De Pina, “Bunu ülkem için yaptım çünkü bunu hak ettik” dedi. “Biz küçük bir ülkeyiz, küçük bir adayız ve bunu daha önce hiç yapmadık. Bu hikayeyi yazan ilk kişi benim! Ülkemin bana verdiği desteği hissettim ve bunu hak ediyoruz çünkü buraya gelmek için zor anlardan geçtik.”
De Pina, Cuma gecesi Afrika ülkelerinden boksörler arasındaki olağanüstü karşılaşmada Zambiyalı Patrick Chinyemba'yı yendi. Afrika şampiyonu ve İngiliz Milletler Topluluğu Oyunları bronz madalyası sahibi Chinyemba, çok daha büyük ülkesinin tarihinde yalnızca üçüncü Olimpiyat madalyasını kazanamadı.
Ancak Chinyemba, Paris ringinde heyecan verici bir varlık olan De Pina'yı çözemedi. Atletizmini, rakiplerini şaşkına çeviren çok yönlü, akıllı dövüş tarzıyla birleştiriyor.
Ve De Pina bunu yaparken de harika göründüğünü hemen belirtiyor: Uzun saçları başının yanlarında iki top şeklinde toplanmış – “Mickey Mouse gibi!” dedi gülerek.
Cape Verde takımının birkaç üyesi ve hayran kitlesi, onun Chinyemba'yı yenmesini izlerken saçlarını aynı tarzda giydi. Daha sonra takım ve taraftarların De Pina'yı kaldırıp defalarca havaya fırlatmasıyla birlikte kutlama yaptılar.
De Pina, koçunun bu saç stilini, kendisini genellikle saçlarını örgülü giyen diğer Afrikalı dövüşçülerden farklı kılmak için önerdiğini söyledi. De Pina öne çıkmak istiyor ve yetenekleriyle yaptığı da tam olarak bu.
Kararın ardından De Pina, Olimpiyat boks ringinin merkezine gitti ve defalarca gökyüzüne sıçradı; görünüşe göre, hayatını değiştiren başarısının sevinciyle Kuzey Paris Arena'nın çatısına dokunabilecek kapasitedeydi.

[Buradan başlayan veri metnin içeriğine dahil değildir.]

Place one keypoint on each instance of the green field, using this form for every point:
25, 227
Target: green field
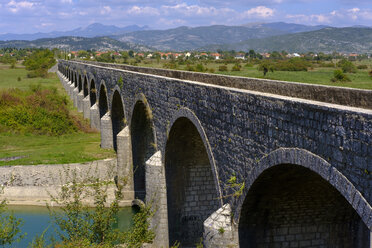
317, 75
45, 149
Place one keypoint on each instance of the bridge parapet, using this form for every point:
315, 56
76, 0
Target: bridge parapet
237, 129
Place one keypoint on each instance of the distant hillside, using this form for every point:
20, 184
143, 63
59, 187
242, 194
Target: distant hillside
75, 44
93, 30
186, 38
347, 40
286, 27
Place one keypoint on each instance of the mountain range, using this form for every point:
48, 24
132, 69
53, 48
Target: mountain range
189, 38
348, 40
76, 43
258, 36
93, 30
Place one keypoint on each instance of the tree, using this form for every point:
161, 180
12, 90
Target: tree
339, 76
265, 67
347, 66
39, 62
92, 226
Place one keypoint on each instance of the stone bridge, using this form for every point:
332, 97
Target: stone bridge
301, 153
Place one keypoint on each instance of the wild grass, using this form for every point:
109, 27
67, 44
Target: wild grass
40, 124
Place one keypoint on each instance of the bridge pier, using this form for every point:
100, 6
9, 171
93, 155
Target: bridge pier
71, 90
219, 229
75, 92
94, 117
86, 107
156, 197
124, 165
80, 98
106, 131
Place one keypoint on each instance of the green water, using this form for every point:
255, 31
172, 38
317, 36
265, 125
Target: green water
37, 219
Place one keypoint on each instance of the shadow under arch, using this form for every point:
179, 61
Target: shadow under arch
80, 84
92, 93
117, 115
192, 193
143, 142
294, 195
85, 87
102, 101
74, 78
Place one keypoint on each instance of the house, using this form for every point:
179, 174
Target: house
240, 56
216, 55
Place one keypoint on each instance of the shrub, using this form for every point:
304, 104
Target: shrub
236, 67
266, 66
339, 76
39, 62
84, 226
325, 64
362, 67
222, 68
293, 64
38, 111
190, 67
199, 68
347, 66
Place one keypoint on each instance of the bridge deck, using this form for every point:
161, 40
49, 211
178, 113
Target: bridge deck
330, 94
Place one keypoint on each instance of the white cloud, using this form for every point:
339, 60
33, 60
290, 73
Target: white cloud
16, 6
259, 11
137, 10
105, 10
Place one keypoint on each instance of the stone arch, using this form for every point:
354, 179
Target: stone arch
103, 100
92, 92
117, 115
295, 196
192, 195
85, 86
143, 142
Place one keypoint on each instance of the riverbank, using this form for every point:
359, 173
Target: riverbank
33, 185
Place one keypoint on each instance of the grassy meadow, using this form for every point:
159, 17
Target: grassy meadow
61, 134
315, 75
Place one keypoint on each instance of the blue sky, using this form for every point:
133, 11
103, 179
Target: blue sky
30, 16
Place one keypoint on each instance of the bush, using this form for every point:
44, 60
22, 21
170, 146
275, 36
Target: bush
293, 64
266, 66
236, 67
362, 67
85, 226
222, 68
190, 67
199, 68
347, 66
339, 76
325, 64
38, 111
39, 62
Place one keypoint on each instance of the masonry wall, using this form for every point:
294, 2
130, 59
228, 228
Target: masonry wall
336, 95
244, 126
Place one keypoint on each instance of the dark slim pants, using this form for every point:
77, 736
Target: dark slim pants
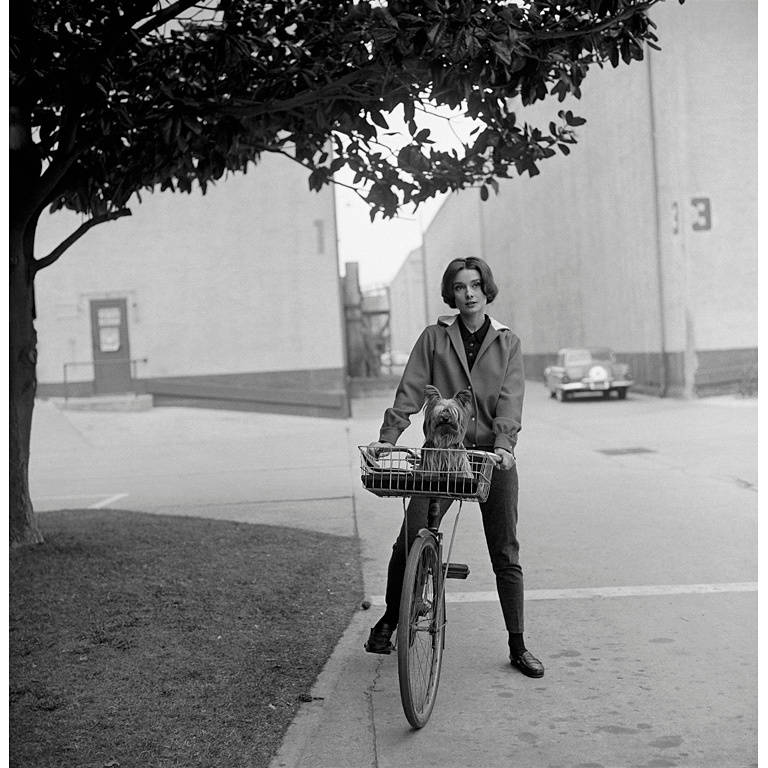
500, 524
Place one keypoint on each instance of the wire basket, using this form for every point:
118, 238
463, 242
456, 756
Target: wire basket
453, 473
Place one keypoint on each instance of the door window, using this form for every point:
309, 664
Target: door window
109, 319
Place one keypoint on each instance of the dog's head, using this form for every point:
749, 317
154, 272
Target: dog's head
446, 419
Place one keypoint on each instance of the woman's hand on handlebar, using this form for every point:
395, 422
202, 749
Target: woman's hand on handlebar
377, 447
506, 459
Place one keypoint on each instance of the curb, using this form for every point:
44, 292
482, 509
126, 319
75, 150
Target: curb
298, 738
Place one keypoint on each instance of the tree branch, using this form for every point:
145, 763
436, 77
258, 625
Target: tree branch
566, 34
46, 261
162, 16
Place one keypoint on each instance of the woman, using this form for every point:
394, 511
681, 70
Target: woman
468, 350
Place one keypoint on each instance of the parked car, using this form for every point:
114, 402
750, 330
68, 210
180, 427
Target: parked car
587, 370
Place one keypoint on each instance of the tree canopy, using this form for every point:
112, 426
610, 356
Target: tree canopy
121, 96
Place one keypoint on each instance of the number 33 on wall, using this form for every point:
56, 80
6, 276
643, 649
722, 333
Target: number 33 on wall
702, 215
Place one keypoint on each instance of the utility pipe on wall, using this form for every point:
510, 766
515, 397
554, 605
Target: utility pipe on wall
657, 225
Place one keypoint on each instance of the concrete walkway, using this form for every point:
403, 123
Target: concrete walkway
638, 526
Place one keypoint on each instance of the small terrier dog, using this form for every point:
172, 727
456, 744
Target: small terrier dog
445, 424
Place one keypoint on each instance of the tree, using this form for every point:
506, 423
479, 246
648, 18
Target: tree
112, 97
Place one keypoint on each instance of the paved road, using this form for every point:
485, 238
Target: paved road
638, 529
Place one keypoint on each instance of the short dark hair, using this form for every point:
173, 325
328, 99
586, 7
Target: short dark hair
487, 283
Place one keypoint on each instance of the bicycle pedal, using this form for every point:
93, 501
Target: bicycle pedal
456, 570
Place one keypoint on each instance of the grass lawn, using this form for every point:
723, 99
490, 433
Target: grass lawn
141, 640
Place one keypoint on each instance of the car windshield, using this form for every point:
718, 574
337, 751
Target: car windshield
586, 356
578, 357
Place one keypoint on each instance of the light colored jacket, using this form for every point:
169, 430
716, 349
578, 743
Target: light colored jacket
496, 382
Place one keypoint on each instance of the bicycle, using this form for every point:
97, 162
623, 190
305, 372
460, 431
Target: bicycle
420, 638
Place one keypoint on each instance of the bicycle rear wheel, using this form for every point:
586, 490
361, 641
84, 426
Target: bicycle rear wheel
420, 630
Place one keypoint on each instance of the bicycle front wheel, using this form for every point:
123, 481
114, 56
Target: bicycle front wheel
420, 630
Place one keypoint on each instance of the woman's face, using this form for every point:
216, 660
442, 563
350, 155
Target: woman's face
468, 294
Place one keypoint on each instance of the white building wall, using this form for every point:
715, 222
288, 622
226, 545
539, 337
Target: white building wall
406, 297
584, 251
243, 279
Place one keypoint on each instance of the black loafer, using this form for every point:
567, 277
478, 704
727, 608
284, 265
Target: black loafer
379, 639
527, 663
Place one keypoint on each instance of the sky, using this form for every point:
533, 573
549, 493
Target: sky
381, 247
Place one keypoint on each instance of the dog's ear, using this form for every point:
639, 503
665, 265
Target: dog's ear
431, 393
463, 398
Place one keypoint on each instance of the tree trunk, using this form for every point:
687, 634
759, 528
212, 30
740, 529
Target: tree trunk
22, 385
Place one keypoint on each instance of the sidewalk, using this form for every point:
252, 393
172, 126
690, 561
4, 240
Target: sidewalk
630, 681
633, 679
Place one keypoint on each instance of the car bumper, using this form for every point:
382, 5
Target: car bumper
596, 386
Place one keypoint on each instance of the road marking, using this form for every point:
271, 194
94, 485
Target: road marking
582, 593
108, 500
69, 496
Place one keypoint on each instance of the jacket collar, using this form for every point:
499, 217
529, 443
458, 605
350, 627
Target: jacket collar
454, 334
450, 320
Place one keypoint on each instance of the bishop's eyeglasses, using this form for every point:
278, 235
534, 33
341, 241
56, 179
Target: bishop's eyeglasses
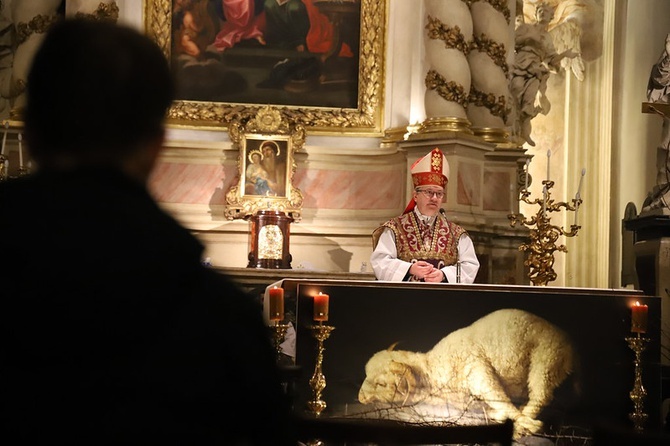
430, 193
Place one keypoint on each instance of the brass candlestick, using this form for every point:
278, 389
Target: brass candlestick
318, 381
637, 395
4, 174
543, 235
278, 336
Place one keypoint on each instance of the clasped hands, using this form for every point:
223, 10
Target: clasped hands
426, 271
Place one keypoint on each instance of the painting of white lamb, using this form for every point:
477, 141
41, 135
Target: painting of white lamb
511, 360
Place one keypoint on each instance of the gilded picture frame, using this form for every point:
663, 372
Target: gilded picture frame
266, 165
362, 116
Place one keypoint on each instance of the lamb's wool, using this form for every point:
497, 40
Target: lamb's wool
510, 359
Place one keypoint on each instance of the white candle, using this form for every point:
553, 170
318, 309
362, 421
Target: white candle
4, 138
579, 188
20, 151
527, 163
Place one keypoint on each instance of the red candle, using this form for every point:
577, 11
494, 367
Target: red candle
276, 304
321, 307
639, 318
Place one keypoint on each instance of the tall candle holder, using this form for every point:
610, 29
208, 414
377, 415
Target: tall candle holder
4, 167
638, 393
318, 381
543, 235
278, 335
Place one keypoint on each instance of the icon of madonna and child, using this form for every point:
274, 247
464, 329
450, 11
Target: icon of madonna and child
265, 173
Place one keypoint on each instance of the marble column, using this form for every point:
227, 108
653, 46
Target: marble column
489, 106
30, 21
447, 39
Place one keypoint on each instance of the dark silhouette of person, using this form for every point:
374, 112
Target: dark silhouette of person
113, 332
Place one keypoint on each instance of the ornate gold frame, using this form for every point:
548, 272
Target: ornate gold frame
365, 119
268, 126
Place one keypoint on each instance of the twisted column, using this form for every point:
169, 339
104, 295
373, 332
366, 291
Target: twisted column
489, 102
447, 41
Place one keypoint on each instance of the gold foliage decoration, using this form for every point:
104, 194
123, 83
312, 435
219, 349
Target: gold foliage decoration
452, 37
449, 91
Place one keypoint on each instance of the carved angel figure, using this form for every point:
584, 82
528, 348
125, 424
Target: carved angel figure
535, 59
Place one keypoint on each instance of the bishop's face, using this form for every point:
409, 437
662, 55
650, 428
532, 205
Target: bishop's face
429, 199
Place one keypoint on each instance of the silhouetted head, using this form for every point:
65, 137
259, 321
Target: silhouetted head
97, 94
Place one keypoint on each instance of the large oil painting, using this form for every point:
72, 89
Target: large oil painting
319, 60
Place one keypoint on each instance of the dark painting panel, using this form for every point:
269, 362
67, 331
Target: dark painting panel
370, 317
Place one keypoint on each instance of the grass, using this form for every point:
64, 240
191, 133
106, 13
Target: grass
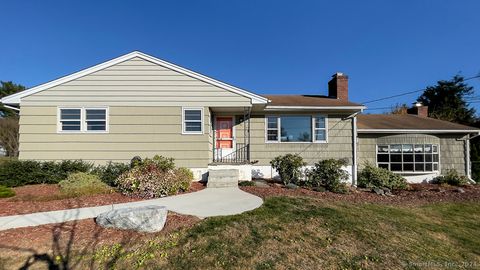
297, 233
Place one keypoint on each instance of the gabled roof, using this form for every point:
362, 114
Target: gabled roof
16, 98
311, 101
395, 123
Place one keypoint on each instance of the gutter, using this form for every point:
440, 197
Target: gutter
467, 155
403, 131
279, 108
11, 107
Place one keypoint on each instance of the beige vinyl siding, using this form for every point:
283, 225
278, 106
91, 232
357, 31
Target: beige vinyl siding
452, 148
135, 82
133, 131
339, 143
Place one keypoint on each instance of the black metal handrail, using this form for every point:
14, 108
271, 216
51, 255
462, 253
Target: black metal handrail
240, 155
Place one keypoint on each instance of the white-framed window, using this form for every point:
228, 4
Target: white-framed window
70, 119
82, 120
296, 128
320, 128
408, 157
192, 120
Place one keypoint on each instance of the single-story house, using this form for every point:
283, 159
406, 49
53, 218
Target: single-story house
139, 105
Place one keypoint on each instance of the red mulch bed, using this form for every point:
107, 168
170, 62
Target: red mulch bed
82, 236
418, 194
41, 198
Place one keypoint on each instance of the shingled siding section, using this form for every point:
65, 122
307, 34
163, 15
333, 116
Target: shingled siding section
452, 148
133, 131
145, 104
339, 143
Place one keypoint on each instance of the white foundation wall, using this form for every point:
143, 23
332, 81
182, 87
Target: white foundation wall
421, 178
245, 171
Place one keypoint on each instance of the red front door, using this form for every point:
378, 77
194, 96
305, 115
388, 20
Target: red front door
224, 132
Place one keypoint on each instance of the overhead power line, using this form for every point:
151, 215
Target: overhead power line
412, 92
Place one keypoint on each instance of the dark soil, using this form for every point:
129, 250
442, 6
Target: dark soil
417, 194
41, 198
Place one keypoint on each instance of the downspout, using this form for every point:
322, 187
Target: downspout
354, 145
354, 156
467, 149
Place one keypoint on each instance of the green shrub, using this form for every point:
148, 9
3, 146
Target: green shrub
161, 162
6, 192
81, 183
110, 172
15, 173
246, 183
150, 181
452, 178
374, 177
330, 175
289, 167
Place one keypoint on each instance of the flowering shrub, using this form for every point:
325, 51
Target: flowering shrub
451, 178
78, 184
150, 181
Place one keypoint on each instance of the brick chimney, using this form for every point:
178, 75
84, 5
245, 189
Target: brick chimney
338, 86
419, 109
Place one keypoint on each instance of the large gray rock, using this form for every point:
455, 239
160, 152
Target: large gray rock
143, 219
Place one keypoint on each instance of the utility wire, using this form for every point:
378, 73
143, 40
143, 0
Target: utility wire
412, 92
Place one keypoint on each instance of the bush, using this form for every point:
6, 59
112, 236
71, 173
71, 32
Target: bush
452, 178
135, 161
81, 183
330, 175
374, 177
110, 172
246, 183
161, 162
6, 192
15, 173
289, 167
150, 181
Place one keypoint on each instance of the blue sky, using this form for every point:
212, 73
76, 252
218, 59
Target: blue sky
282, 47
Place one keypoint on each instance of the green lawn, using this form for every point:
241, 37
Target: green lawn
305, 233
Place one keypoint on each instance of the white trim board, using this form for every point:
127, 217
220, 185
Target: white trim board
15, 99
282, 108
402, 131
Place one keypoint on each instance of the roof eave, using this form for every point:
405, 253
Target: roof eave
373, 130
282, 107
15, 99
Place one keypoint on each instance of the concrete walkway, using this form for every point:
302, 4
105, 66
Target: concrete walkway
205, 203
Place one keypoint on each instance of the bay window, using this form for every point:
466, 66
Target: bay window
408, 157
296, 128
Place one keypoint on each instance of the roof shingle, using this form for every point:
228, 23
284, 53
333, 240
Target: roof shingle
307, 100
406, 122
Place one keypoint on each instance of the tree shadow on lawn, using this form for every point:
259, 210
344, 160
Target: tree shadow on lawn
79, 244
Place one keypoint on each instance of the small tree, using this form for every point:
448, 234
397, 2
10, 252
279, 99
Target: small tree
289, 167
9, 135
6, 89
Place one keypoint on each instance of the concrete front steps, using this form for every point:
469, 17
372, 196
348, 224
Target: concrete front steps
221, 178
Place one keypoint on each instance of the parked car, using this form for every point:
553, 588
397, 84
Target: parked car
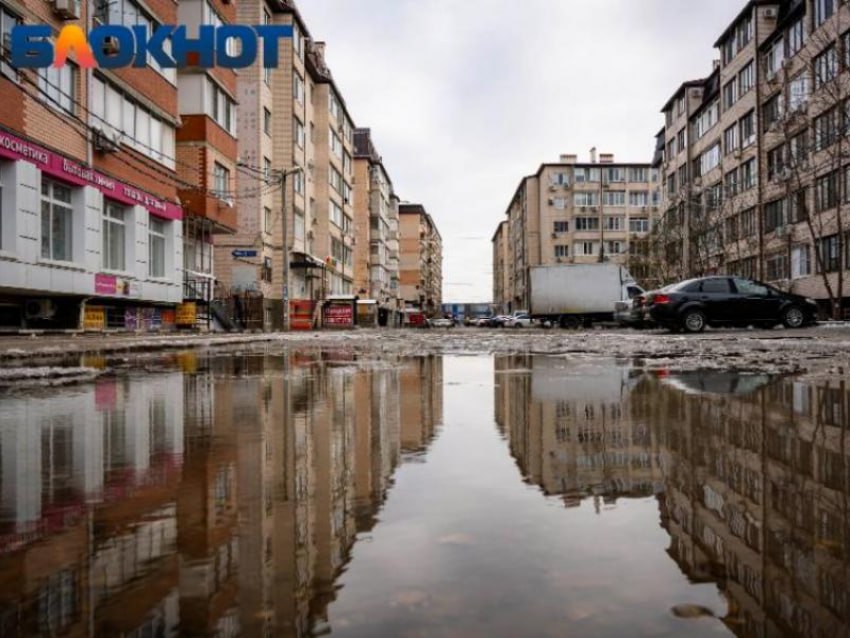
727, 301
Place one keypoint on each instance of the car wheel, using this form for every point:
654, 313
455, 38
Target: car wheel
793, 317
693, 321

De Pina, Tokyo Olimpiyatları'nda da mücadele etti ancak Paris Olimpiyatları'ndan önceki yıllarda boksu neredeyse bıraktığını söyledi. Portekiz'de eğitim görmek için evinden ayrıldı ancak inşaatta istikrarlı bir iş bulamadan genç ailesinin geçimini sağlamakta zorlandı.
De Pina azimle çalıştı ve bu yılın başlarında Bangkok'ta düzenlenen eleme turnuvasında art arda dört galibiyet alarak Olimpiyatlara bir kez daha imza attı. Başarısının, ünlü teknik direktör Bruno de Carvalho'nun yönetimindeki yeni antrenmanına borçlu olduğunu söylüyor.
De Pina, “O, tüm dövüşlerimin mühendisidir” dedi. “Uyumadı. Her gece oyunu inceliyordu. Sadece onun bana yapmamı söylediği şeyi yapıyorum. Afrikalılar güçlüdür ama biz onları zihin gücümüzle yeneriz.”
De Pina, Paris'teki açılış töreninde ülkesinin iki bayrak taşıyıcısından biriydi ve başarılı gidişatının tadını çıkarıyor. Pazar günü, yarı finalde Rio altın madalyalı Özbekistanlı Hasanboy Dusmatov ile karşılaşması gereken bir sonraki maçında bu koşu çok daha zorlaşıyor.
Ne olursa olsun De Pina tarih yazdı.
De Pina, “Dünyaya küçük olduğumuzu ama güçlü ve yetenekli olduğumuzu gösterdim” dedi.